Linux Mint 20.04 5.11 issue

Felix Kuehling felix.kuehling at amd.com
Thu Jul 29 15:14:10 UTC 2021


Am 2021-07-28 um 12:10 p.m. schrieb Tim Cahill:
> Hi Felix,

I'm not sure why you're calling me out by name. I'm not working on
anything obviously related to your crashes.

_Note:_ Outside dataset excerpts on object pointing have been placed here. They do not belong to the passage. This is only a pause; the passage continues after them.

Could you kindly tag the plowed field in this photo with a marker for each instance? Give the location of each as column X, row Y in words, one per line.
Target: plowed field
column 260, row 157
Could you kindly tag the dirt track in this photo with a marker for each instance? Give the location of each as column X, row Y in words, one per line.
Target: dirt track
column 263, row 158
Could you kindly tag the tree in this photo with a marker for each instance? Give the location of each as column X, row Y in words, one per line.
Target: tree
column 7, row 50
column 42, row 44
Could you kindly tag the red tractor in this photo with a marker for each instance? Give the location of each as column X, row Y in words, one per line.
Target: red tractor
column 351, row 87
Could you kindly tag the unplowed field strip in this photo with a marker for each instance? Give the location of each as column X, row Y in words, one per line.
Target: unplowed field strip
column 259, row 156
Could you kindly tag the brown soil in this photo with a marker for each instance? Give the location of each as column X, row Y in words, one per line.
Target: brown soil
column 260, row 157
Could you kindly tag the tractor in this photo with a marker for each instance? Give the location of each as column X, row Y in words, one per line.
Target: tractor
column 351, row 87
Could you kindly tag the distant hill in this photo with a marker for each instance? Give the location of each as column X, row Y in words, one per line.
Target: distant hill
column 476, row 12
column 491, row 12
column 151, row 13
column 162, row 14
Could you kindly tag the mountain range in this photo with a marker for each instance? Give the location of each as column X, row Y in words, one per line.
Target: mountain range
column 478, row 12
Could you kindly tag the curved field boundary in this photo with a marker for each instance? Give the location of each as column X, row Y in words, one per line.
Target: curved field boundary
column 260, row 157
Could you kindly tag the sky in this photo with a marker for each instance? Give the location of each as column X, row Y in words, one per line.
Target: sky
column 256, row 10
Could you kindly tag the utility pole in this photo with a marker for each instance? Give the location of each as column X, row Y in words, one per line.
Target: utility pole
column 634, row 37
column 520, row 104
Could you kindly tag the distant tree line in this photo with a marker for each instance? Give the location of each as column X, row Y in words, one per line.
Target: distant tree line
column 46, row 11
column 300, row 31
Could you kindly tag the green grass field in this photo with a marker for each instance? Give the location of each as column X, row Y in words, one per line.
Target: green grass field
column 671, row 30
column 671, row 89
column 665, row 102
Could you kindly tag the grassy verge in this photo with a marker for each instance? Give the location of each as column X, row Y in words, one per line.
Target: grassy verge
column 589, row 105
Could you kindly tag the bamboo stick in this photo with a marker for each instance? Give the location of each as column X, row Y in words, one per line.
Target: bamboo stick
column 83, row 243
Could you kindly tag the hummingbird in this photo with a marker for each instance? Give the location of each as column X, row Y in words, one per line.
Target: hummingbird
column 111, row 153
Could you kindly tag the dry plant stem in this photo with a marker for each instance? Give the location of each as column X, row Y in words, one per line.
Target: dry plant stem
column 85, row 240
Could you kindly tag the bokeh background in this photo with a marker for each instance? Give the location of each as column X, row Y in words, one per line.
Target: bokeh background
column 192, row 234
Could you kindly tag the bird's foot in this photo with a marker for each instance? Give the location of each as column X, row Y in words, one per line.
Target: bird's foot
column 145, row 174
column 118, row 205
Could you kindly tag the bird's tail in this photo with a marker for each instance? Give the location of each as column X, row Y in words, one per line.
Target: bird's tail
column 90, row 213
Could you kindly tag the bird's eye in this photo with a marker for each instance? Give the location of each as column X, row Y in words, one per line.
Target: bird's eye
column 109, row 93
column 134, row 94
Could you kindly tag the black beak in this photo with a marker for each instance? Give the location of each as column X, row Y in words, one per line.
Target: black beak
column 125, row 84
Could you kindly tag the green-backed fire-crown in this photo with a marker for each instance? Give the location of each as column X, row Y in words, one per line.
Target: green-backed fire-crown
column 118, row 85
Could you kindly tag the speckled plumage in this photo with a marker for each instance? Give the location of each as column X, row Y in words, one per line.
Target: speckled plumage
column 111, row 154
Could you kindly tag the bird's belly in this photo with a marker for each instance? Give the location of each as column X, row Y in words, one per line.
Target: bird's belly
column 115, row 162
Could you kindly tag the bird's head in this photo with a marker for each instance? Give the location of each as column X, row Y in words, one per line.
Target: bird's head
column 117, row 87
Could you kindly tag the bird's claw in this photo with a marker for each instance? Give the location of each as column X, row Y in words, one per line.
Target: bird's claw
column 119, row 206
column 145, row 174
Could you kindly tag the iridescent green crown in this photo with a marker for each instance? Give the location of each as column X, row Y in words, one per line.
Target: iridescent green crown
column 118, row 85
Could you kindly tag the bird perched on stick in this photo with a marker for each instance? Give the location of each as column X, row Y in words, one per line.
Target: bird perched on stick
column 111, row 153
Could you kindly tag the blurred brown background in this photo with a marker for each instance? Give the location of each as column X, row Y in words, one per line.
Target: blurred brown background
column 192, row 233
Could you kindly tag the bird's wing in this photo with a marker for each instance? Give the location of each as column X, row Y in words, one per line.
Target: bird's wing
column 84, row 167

Anyway, I took a quick look at the backtraces. They all point at libgdk.
Two of them are segfaults, one is an abort. It's not clear how these
would be related to the GPU driver. That said, when you boot with
nomodeset, the GPU driver and all HW acceleration is completely
disabled. If that makes the problem disappear, the GPU driver is clearly
involved in the problem in some way.

The abort points at a problem while freeing memory. This could be caused
by a double-free problem in some unrelated code, possibly related to the
GPU driver. This would be a problem in a user mode component (maybe
Mesa), not the kernel mode driver.

I believe the messages you're seeing when you move the mouse are the
result of runtime power management that puts the GPU to sleep when it's
idle and reinitializes it when it's needed. You have 2 GPUs in your
laptop, an integrated Renoir GPU in the Ryzen CPU, and an external
Navi10 GPU for higher gaming performance. The GPU that goes to sleep and
wakes up is the external Navi10 GPU.

The OpenGL renderer string specifies "RENOIR". Therefore I'm surprised
that the Navi10 GPU wakes up when you move the mouse. Ideally it
shouldn't be used at all when you're just using the desktop.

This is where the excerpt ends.